It is a second high-profile international award, following the Commonwealth Games 2014 contract a year ago, for the Lanarkshire-based business which champions SME opportunities in public procurement.
Stephen Park Brown, chief executive, said: "The decisions have been made by people outside Scotland, so what is it that makes us technically competent for them but (often) not for local councils or government or large enterprises in Scotland?"
He said there was a "cultural mind-set" based on the old notion "that you won't get fired for hiring IBM", and that while the Scottish Government's new public procurement Bill was welcome, it did not go far enough in promoting the SME cause.
NVT is Scotland's biggest independent in the sector, with 90 employees at Bellshill, and is celebrating 25 years in business.
It will be the official supplier and technology services integrator to the Ryder Cup at Gleneagles, providing the infrastructure to underpin internet access, scoreboards, catering and other services needed by the event, its other supplier partners, and by 250,000 visitors over four days, and (unlike the Commonwealth Games) mainly outdoors.
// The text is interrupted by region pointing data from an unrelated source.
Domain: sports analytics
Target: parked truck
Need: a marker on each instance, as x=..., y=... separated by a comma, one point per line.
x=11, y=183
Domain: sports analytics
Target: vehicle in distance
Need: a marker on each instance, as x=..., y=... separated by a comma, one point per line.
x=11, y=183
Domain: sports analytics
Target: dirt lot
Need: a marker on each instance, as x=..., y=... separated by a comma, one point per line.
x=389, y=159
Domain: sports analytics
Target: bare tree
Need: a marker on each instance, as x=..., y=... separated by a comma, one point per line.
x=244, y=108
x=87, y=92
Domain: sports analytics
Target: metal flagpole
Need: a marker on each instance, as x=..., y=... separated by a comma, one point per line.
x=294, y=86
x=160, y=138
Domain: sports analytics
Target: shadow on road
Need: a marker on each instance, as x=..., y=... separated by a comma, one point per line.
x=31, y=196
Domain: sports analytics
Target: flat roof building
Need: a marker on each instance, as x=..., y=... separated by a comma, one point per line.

"A lot of what we are doing for the Ryder Cup will be around the golf course," Mr Park Brown said. "It is a global event and there will be scrutiny on it around the world.
"We are only 40 minutes from Gleneagles but, regardless of that, we are looking to use this as a springboard to do business with other European (golf) events."
He said NVT already had some business in Finland, Australia and South Africa.
Mr Park Brown said NVT had presented to Sir Ian Wood and other members of the Scottish Government's youth unemployment group its own 'white paper' on linking public procurement with modern apprenticeships.
He said the government spent £1 billion a year on IT, but less than 10% of that went to SMEs, who could offer to create apprenticeships as part of their tender - as NVT does.
"If we spent less money abroad - and I don't mean England - with global businesses rather than locally with Scottish companies, we believe the IT sector alone could create 6000 new jobs inside 36 months."
He said a recent NVT tender for a local authority contract had built in the guarantee of three to five modern apprenticeships linked to the work and then made permanent.
"We came second to a global business - I don't know what was in their tender."
Mr Park Brown said the proposed procurement reforms should go further.
He said: "I think they have to link the procurement directly to local jobs."